No one likes to be stuck in a meeting that is long, boring and unnecessary. The question is what can you do if you find yourself in one of these meetings?
There are two ways to make any meeting productive and as interesting as it possibly can be. The first is to absorb yourself into the meeting. Don’t allow your mind to drift off. This deliberate attempt to focus on what is being presented and said in the meeting allows you to get as much value out of the experience as possible. Practice being truly present both physically and mentally, don’t just be a piece of meat sitting zoned out. Be a good listener. This will help you to be highly responsive to whatever is being discussed. You will also know when and if you can contribute anything productive to the meeting. You will find you will start to feel you have more to offer.
You will notice an increased sense of respect from others. You will also find that the other people in the meeting are influenced by you, even though they may not be aware of it. How? When they sense that you are truly listening, they will want to listen to you as well. There is a powerful sense of well-deserved trust that comes across when you are really present. People will be drawn to your energy and presence.
The second thing you can do is to make a commitment regarding the meeting, tell yourself that you are going to learn something new from each meeting.
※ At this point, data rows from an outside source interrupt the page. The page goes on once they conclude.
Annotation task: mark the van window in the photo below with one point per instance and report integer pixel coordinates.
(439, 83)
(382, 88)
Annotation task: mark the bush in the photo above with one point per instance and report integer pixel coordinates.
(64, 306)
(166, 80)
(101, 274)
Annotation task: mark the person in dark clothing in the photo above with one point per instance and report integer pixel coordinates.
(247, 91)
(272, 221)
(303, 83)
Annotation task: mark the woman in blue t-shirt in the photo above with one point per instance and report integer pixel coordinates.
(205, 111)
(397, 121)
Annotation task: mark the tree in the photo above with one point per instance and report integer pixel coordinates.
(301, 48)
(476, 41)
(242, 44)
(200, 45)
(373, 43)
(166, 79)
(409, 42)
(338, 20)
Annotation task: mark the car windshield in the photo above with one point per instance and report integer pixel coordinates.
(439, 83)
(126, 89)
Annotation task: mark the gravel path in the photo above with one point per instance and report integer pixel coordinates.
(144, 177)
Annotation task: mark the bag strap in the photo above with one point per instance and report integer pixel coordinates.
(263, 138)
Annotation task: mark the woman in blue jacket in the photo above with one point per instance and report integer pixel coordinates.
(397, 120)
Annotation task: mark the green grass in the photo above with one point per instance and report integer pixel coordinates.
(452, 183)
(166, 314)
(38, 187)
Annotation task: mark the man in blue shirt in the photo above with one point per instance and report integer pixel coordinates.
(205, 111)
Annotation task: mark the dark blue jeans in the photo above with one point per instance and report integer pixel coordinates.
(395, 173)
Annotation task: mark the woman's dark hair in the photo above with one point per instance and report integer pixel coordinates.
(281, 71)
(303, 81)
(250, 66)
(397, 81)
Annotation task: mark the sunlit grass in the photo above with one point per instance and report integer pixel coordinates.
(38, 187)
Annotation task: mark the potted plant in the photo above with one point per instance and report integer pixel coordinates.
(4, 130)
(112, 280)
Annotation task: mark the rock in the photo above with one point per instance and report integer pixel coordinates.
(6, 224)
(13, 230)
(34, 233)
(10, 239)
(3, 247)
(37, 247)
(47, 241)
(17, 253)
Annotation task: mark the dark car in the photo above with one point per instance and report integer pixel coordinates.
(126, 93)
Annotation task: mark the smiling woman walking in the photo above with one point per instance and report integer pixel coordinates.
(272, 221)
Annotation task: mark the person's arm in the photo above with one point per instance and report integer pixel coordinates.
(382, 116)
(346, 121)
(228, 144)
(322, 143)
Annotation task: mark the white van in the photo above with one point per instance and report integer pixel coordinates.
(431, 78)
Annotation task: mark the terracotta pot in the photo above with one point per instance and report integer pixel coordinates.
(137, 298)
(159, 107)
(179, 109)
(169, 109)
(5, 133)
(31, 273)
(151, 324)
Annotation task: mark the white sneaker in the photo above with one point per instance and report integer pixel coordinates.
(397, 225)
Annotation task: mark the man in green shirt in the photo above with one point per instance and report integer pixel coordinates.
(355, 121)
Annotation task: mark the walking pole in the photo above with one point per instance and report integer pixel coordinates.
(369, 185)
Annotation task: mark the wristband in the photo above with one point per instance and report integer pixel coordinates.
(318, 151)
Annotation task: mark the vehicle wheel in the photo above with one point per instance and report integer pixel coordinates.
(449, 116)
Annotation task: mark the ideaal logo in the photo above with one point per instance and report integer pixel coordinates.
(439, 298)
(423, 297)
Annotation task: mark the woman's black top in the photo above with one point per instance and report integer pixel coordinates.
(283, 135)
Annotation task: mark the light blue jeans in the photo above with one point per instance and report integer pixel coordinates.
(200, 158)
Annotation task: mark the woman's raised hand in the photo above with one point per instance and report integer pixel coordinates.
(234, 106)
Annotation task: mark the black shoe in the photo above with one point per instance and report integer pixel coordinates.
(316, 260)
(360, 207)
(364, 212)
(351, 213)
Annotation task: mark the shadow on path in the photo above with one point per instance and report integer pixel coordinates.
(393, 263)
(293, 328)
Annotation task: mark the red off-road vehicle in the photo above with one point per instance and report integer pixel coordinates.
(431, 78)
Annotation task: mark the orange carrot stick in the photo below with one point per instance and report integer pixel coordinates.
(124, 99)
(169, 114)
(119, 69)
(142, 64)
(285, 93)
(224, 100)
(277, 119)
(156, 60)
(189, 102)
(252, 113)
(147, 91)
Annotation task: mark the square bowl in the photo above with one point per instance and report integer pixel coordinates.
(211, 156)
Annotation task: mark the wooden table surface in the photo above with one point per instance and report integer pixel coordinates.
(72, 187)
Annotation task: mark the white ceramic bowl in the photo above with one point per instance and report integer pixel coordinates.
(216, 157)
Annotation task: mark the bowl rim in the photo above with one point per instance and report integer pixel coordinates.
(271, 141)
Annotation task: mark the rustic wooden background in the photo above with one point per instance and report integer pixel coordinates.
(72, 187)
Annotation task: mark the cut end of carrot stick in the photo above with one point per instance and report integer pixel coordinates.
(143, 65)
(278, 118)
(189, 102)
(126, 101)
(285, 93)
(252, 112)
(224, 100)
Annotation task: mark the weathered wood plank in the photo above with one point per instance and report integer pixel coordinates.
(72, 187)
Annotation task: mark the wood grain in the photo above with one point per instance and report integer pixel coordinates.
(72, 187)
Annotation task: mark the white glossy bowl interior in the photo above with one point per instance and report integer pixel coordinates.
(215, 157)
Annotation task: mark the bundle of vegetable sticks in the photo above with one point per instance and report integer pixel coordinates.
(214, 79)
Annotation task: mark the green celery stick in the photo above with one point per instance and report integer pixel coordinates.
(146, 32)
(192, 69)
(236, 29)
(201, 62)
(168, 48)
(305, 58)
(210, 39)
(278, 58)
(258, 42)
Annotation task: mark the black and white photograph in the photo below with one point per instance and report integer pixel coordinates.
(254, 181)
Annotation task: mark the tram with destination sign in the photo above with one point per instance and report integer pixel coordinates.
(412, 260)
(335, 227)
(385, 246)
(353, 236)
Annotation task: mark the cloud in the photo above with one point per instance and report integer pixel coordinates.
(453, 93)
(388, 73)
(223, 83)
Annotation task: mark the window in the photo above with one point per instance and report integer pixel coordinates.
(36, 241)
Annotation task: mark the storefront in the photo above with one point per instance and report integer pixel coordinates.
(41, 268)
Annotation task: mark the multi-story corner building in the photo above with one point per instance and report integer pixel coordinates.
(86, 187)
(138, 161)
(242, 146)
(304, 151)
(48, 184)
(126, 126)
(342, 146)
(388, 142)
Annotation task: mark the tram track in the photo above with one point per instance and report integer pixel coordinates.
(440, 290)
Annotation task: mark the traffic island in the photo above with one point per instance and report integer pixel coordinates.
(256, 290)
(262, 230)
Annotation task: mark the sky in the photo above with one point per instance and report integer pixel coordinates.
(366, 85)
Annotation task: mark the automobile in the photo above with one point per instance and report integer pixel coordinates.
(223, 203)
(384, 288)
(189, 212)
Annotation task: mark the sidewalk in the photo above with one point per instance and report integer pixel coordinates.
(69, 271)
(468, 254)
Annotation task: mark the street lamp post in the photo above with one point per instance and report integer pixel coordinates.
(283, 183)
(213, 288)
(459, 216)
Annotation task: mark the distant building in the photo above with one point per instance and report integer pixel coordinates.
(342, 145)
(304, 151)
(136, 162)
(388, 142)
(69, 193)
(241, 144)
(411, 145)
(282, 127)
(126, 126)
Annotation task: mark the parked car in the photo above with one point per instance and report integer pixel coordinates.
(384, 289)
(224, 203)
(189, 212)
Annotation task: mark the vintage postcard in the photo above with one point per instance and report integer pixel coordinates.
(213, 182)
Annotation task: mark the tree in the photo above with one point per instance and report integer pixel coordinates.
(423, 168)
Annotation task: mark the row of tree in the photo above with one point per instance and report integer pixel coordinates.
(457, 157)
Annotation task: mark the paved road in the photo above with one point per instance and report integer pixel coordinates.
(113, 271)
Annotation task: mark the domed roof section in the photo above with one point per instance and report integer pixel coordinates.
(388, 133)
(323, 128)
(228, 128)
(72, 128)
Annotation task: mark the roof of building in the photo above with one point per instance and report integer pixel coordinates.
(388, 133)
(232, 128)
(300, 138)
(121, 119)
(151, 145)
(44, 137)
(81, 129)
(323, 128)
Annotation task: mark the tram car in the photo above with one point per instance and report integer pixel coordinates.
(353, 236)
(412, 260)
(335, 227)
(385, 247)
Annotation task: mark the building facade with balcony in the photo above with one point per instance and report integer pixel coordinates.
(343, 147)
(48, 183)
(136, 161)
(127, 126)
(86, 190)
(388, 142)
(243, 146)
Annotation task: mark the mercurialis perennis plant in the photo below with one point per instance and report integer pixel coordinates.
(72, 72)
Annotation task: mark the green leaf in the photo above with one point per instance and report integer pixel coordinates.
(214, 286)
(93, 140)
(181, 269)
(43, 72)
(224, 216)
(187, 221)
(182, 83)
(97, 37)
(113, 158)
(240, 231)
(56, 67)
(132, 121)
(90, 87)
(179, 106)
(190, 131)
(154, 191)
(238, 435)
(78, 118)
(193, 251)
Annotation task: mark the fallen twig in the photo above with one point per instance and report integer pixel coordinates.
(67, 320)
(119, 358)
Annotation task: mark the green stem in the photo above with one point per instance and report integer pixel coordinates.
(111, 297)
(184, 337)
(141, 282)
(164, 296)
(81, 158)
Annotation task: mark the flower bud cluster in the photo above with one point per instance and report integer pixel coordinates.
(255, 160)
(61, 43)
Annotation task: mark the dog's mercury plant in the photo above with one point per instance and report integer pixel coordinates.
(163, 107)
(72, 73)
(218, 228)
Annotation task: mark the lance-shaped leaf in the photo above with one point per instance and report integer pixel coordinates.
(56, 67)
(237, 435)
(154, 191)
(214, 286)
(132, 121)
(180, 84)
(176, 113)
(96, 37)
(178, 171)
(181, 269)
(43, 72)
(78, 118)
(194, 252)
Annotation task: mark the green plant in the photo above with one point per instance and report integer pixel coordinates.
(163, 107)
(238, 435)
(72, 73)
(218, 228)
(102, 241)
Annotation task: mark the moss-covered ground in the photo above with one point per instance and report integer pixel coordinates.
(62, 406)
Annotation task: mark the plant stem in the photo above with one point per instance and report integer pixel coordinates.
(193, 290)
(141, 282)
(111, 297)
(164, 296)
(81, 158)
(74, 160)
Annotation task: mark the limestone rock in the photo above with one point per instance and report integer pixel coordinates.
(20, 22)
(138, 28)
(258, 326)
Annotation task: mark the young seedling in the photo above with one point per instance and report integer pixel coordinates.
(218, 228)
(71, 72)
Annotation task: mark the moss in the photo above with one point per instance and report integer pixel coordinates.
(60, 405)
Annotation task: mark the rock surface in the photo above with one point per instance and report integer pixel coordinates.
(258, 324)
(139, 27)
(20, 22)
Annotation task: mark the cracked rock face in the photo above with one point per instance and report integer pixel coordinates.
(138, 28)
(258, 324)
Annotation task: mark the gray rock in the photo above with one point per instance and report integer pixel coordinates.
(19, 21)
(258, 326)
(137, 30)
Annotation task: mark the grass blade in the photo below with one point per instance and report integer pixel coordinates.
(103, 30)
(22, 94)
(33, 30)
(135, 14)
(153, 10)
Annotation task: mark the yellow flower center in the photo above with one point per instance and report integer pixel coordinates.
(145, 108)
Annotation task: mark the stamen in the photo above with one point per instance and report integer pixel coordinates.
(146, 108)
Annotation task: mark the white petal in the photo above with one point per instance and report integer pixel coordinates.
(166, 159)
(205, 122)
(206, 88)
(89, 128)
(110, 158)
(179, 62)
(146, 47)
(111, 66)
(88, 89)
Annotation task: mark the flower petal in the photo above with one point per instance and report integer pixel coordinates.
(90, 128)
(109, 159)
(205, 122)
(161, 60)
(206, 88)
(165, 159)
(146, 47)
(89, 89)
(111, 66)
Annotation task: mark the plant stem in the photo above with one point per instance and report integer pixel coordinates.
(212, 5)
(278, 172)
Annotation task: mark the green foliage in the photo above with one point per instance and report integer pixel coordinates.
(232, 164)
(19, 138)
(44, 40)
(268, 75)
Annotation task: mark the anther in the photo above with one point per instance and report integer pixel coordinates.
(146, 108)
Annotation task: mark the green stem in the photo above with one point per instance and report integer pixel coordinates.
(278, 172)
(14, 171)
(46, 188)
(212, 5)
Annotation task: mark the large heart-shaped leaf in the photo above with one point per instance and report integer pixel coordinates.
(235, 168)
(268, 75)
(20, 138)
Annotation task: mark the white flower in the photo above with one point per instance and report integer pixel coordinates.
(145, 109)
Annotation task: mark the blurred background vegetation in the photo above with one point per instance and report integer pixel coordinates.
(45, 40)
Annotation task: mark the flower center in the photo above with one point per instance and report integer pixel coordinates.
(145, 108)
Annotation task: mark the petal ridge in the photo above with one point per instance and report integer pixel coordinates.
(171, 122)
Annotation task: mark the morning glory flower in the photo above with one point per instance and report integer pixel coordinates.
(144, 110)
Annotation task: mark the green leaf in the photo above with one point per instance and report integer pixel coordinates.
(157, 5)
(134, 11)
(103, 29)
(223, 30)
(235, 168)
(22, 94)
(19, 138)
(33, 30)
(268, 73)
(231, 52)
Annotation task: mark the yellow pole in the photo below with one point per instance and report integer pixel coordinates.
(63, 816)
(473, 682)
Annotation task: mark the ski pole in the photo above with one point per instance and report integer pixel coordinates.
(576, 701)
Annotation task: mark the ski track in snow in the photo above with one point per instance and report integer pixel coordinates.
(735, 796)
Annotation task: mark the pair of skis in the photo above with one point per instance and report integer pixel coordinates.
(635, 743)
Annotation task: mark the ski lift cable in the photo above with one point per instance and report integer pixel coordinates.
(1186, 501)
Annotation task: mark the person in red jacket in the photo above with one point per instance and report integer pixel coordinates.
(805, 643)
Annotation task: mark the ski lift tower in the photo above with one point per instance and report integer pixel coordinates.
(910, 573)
Listen intently to what is being said, try to hear something you don’t already know. Search for new insights, wisdom, or a new way of doing something. With an intent to learn, you will find you will learn and develop. Rather than thinking “Yeah, yeah, yeah, I know that stuff already!” Clear your mind and allow yourself to have a beginner’s mind.
The results will be significant and impressive. Your learning curve will dramatically increase. Meetings will become something to look forward to, and who knows they may even become fun! Make the best of them, you are in the meeting anyway. Why not use the time in a productive, healthy way, practising your emotional skills.
Practising these things will make your work more interesting and effective.